From page 9 of the REMI*Synapse study
From page 9 of the REMI*Synapse study

The talk left some of us wondering why the South is projected to have only a minuscule fraction of power generated by wind and solar, while there is a big chunk of nuclear power. Compared this to a proposal by the Solutions Project, a plan for how the world can transition to 100% renewable energy based exclusively on wind, water and sun, with no nuclear power whatsoever.

Time to wrap up. As mentioned, the REMI*Synapse study of pricing carbon emissions fails to price fugitive methane.  The results might be interesting for some, but they have no relevance for the world we live in.  Computational science has a phrase for such studies: garbage in, garbage out.  Of course, this particular problem could be addressed by redoing the study and incorporating our current insights, but there is a more fundamental problem.
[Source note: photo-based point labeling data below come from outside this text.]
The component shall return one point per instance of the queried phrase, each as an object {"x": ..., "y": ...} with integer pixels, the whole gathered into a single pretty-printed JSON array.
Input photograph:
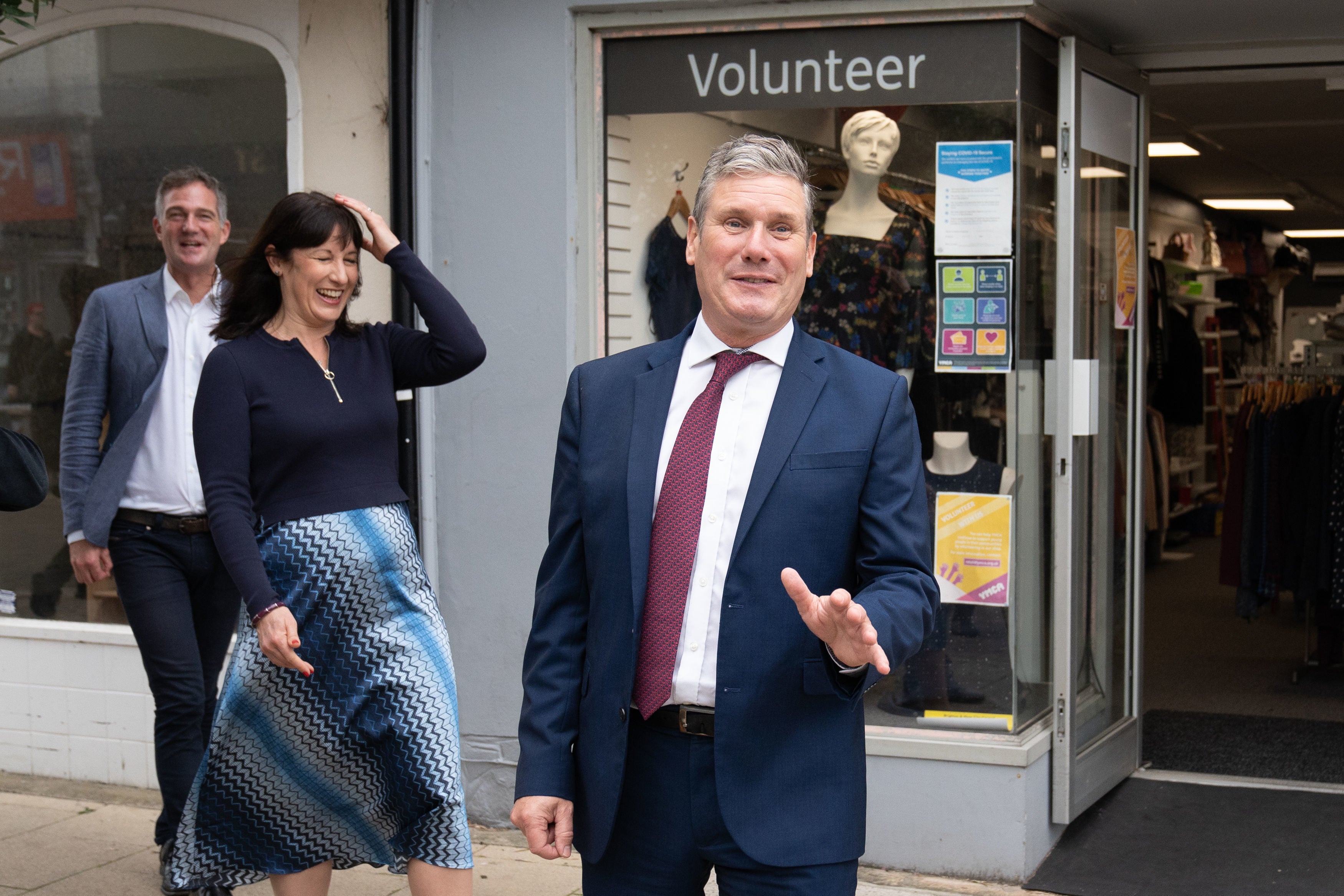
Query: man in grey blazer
[{"x": 132, "y": 497}]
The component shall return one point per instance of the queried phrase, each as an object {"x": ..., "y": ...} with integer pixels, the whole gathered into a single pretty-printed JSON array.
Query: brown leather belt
[
  {"x": 689, "y": 720},
  {"x": 185, "y": 524}
]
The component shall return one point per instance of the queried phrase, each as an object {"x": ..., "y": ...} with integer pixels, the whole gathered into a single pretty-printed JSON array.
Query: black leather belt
[
  {"x": 689, "y": 720},
  {"x": 185, "y": 524}
]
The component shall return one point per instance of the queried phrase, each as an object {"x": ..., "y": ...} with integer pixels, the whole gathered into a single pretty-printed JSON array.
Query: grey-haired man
[{"x": 134, "y": 504}]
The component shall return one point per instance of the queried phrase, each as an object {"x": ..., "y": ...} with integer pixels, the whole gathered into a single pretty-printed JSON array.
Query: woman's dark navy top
[{"x": 273, "y": 444}]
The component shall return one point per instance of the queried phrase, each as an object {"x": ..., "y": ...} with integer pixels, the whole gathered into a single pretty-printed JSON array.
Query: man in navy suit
[
  {"x": 132, "y": 499},
  {"x": 690, "y": 703}
]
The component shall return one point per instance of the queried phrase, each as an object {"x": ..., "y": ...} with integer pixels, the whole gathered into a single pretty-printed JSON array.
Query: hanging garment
[
  {"x": 1152, "y": 520},
  {"x": 674, "y": 297},
  {"x": 1163, "y": 470},
  {"x": 1180, "y": 391},
  {"x": 1248, "y": 601},
  {"x": 874, "y": 297},
  {"x": 1338, "y": 515},
  {"x": 1230, "y": 554}
]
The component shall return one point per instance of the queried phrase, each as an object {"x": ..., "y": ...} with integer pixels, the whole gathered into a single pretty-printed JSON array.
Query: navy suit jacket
[
  {"x": 836, "y": 494},
  {"x": 116, "y": 369}
]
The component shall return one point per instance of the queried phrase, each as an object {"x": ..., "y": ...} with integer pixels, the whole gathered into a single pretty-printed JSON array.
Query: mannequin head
[{"x": 869, "y": 142}]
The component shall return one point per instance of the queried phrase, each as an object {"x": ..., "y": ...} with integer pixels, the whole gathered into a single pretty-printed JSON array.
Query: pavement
[{"x": 64, "y": 839}]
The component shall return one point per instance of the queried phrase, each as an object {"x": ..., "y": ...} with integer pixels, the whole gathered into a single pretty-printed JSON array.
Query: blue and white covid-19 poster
[{"x": 975, "y": 199}]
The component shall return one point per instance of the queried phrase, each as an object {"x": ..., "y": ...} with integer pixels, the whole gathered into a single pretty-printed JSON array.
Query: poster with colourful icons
[
  {"x": 975, "y": 316},
  {"x": 972, "y": 547}
]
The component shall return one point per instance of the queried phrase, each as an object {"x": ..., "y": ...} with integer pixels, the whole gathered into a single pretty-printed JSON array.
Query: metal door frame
[{"x": 1080, "y": 778}]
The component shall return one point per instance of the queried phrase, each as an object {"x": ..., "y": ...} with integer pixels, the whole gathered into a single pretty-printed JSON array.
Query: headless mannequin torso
[{"x": 952, "y": 457}]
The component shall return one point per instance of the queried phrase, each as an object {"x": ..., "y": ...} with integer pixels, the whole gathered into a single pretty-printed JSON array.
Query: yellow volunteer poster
[
  {"x": 972, "y": 545},
  {"x": 1127, "y": 278}
]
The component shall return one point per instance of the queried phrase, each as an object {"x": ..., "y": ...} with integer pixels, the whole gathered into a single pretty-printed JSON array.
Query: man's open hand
[
  {"x": 549, "y": 824},
  {"x": 842, "y": 624}
]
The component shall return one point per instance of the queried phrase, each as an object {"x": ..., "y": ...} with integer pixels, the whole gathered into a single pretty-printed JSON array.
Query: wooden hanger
[{"x": 679, "y": 207}]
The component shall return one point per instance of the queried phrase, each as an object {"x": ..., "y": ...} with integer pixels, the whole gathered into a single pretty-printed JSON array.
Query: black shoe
[
  {"x": 956, "y": 694},
  {"x": 887, "y": 703},
  {"x": 164, "y": 884}
]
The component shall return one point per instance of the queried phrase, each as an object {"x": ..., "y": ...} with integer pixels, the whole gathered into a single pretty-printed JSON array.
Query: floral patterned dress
[{"x": 873, "y": 297}]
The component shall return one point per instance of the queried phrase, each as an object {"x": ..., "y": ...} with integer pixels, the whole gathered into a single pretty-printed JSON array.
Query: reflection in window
[{"x": 89, "y": 123}]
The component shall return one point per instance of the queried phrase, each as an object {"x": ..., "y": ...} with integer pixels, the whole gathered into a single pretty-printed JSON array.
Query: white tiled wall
[{"x": 74, "y": 703}]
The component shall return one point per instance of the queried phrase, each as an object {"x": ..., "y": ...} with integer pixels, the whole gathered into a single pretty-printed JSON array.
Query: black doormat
[
  {"x": 1166, "y": 839},
  {"x": 1245, "y": 746}
]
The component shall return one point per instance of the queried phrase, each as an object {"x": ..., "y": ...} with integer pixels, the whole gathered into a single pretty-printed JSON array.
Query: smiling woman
[
  {"x": 296, "y": 439},
  {"x": 308, "y": 242}
]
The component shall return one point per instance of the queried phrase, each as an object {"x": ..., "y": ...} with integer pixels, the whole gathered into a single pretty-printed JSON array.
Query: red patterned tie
[{"x": 677, "y": 528}]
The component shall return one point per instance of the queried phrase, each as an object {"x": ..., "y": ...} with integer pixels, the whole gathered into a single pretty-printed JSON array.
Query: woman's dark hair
[{"x": 299, "y": 221}]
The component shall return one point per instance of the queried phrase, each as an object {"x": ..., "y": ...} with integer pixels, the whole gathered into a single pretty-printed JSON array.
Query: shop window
[
  {"x": 89, "y": 123},
  {"x": 671, "y": 101}
]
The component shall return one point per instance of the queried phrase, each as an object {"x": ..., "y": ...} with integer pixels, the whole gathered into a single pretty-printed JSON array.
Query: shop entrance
[
  {"x": 1241, "y": 519},
  {"x": 1245, "y": 577}
]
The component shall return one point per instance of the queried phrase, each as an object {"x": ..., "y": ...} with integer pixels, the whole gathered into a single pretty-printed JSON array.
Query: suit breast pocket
[{"x": 828, "y": 460}]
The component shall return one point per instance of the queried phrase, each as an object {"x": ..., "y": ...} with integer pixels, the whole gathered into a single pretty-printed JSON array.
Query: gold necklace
[{"x": 327, "y": 373}]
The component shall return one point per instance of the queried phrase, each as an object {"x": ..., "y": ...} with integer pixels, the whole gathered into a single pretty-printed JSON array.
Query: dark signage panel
[{"x": 815, "y": 68}]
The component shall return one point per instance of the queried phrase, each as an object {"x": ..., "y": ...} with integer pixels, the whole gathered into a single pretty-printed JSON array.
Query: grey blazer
[{"x": 116, "y": 367}]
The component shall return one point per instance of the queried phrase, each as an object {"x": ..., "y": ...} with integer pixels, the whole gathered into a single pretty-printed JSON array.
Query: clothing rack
[
  {"x": 1309, "y": 667},
  {"x": 1293, "y": 370}
]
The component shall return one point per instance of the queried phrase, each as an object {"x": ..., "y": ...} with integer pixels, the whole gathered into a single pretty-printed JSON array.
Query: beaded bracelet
[{"x": 264, "y": 612}]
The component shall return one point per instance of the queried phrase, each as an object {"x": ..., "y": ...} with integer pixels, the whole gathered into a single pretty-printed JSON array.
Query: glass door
[{"x": 1099, "y": 386}]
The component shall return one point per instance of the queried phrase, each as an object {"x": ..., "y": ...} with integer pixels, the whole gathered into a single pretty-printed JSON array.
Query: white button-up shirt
[
  {"x": 748, "y": 398},
  {"x": 164, "y": 477}
]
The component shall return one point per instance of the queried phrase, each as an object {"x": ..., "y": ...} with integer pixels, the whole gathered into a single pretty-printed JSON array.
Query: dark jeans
[
  {"x": 670, "y": 832},
  {"x": 183, "y": 608}
]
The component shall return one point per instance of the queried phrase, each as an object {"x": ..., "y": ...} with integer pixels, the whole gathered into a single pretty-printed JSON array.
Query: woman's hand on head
[
  {"x": 381, "y": 240},
  {"x": 277, "y": 633}
]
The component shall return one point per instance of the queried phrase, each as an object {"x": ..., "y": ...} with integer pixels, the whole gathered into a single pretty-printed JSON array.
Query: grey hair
[
  {"x": 752, "y": 156},
  {"x": 185, "y": 178}
]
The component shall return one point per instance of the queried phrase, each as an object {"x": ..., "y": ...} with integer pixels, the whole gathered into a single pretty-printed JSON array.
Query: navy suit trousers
[
  {"x": 182, "y": 608},
  {"x": 670, "y": 832}
]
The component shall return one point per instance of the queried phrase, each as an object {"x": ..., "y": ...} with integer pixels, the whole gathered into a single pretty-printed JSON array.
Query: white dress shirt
[
  {"x": 748, "y": 398},
  {"x": 164, "y": 477}
]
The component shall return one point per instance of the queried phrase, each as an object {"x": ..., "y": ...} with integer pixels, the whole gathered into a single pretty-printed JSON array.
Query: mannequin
[
  {"x": 869, "y": 148},
  {"x": 952, "y": 457},
  {"x": 870, "y": 285}
]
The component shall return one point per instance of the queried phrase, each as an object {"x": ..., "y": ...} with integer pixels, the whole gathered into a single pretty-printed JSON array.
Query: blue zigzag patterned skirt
[{"x": 359, "y": 764}]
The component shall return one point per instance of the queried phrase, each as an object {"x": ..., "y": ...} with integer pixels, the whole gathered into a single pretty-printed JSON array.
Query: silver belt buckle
[{"x": 680, "y": 720}]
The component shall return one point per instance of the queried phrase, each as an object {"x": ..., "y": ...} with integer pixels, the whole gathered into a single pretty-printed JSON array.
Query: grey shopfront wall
[{"x": 510, "y": 182}]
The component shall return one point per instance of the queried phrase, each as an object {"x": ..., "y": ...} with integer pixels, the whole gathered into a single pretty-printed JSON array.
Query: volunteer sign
[{"x": 812, "y": 68}]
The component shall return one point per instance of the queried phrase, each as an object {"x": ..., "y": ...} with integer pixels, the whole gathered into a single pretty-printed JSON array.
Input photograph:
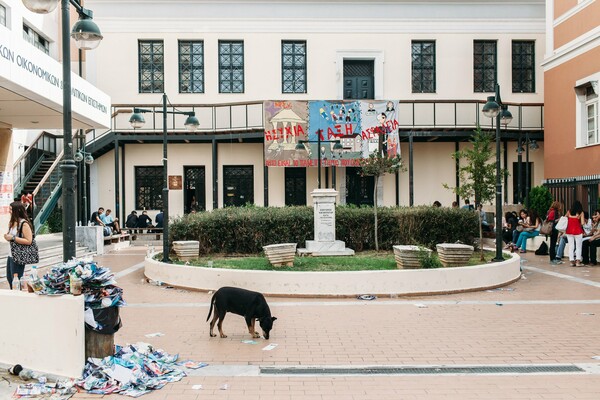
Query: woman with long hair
[
  {"x": 554, "y": 213},
  {"x": 574, "y": 233},
  {"x": 20, "y": 231}
]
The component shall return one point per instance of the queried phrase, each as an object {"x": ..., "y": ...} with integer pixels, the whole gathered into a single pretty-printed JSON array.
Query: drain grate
[{"x": 434, "y": 370}]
The study seeks exclusively for market driven solutions.  Those proposed by the Solutions Project are simply not in the realm of possible outcomes of any study that take the rules of predator capitalism for granted.

The good people of CCL may think that they have to speak the language of the ruling class to get its attention and they may have a point. It’s not my style, but as long as they do not really hope to get what they seem to wish for, they have my blessing.  After all, we’re in this together, and to change everything, we need everyone.